Speaking from Ballinteer in South Dublin, Leeson said, “The decision by the Central Bank to ease mortgage lending rules must be seen in the context of the fourteen-year-long government strategy to return the private banking sector to the ‘normality’ of super profits and full private ownership.
This entire strategy is predicated on fattening up the the loan books of the Irish banks to a level that will draw in enough private investors for the government to sell all of its shares in all of the banks.
The most effective way to fatten up those loan books is by fattening up the value of the land, housing and other property assets that are tied to those loan books. And this is exactly what the government have been doing for years.
Through their fiscal, banking, housing, taxation and other policies, successive governments have deliberately driven up the prices of land, housing and other property assets in the knowledge that such price increases would dramatically increase the value of the loan books of the banks.
The establishment of NAMA, the rolling out of the red carpet for the vulture landlords, the transfer of billions of euros of public money to private landlords via RAS / HAP and the refusal to build significant volumes of public housing are just some examples of government actions that were designed to heat up the private housing market and by extension to increase the value of the loan books of the private banks.
Just last month the Dublin government sold the remainder of its shares in the Bank of Ireland, returning it to full private ownership. It’s no coincidence that this sale came at a time when house prices have returned to close to Celtic Tiger levels.
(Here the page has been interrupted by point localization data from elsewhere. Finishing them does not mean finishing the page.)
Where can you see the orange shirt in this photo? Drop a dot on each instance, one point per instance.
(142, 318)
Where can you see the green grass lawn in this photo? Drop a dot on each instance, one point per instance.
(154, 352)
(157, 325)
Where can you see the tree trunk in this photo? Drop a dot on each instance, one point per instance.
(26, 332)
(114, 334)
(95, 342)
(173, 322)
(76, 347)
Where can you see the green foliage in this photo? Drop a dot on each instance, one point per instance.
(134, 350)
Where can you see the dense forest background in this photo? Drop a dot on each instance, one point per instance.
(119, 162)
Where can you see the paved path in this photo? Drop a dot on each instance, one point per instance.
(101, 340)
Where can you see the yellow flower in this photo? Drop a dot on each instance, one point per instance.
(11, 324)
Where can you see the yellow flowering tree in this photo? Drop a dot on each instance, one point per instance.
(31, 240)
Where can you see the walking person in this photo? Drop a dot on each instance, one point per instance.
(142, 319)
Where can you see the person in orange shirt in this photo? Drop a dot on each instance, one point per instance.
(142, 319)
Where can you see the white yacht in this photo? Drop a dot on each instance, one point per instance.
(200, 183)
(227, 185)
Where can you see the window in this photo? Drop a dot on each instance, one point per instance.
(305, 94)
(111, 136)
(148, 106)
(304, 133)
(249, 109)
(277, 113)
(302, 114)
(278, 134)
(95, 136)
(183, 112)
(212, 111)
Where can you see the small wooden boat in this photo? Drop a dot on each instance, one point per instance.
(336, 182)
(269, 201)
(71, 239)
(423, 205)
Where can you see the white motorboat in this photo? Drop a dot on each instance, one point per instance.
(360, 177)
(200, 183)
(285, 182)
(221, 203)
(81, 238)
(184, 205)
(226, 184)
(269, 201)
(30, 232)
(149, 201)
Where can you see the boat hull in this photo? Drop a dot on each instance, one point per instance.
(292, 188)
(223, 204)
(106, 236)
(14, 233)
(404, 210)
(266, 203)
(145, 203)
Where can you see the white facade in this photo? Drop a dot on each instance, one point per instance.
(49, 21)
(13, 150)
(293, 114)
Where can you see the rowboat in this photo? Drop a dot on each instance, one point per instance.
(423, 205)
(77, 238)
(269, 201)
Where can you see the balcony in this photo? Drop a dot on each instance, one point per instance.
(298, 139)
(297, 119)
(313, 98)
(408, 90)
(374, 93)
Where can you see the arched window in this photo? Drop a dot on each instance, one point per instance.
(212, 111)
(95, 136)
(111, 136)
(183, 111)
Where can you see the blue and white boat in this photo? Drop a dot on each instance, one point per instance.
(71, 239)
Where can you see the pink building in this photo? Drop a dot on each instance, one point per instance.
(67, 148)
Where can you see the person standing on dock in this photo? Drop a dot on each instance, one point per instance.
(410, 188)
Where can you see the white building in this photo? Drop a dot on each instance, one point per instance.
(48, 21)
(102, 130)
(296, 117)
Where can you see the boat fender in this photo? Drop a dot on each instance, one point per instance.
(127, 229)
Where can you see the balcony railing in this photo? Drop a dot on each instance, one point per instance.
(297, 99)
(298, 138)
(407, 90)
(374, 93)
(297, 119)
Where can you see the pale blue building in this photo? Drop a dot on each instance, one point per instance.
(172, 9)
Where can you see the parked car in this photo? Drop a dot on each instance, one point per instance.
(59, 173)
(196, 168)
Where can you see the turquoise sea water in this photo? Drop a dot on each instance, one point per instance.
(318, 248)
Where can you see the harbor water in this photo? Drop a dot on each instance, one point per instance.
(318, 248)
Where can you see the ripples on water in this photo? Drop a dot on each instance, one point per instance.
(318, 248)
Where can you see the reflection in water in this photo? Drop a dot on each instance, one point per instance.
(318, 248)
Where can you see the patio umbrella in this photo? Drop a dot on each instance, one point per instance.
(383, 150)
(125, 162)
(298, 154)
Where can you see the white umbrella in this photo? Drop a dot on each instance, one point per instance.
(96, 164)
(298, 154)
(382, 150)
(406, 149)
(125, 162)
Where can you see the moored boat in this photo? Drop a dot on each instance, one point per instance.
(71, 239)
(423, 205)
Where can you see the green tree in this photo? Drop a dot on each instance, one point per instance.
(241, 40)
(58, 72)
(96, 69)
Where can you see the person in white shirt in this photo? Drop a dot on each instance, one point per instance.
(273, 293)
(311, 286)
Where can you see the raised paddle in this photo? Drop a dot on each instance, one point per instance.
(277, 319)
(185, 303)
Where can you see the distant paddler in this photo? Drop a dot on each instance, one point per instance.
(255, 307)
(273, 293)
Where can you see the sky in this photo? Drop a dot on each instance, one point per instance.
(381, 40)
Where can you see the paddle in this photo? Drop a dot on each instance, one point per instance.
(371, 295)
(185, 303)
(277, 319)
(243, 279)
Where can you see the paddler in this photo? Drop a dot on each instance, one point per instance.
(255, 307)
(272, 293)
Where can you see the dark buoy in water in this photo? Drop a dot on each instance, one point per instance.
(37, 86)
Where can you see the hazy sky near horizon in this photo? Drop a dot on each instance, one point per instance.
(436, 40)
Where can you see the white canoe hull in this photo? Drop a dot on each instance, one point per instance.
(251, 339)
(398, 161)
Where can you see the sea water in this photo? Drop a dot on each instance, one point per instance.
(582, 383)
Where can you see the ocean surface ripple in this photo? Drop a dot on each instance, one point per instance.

The decision of the Central Bank to loosen up mortgage limits will not help more people to buy homes. Instead, it will just increase the buying power of virtually every buyer in the housing market at the same time, without doing anything to increase the supply of housing. This scenario can only have one outcome and that is to drive house prices up even further.
The timing of the Central Bank decision comes at a point when increased interest rates and cost of living expenses might otherwise have had a dampening effect on house prices. Allowing people to borrow more money at this time is the equivalent of pouring petrol on a house fire that was potentially about to be brought under control.
All of the available information tells us that the decision to increase mortgage limits at this time is nothing but a cynical ploy to keep house prices artificially high and to prop up the private banks that rely on those artificially high prices.”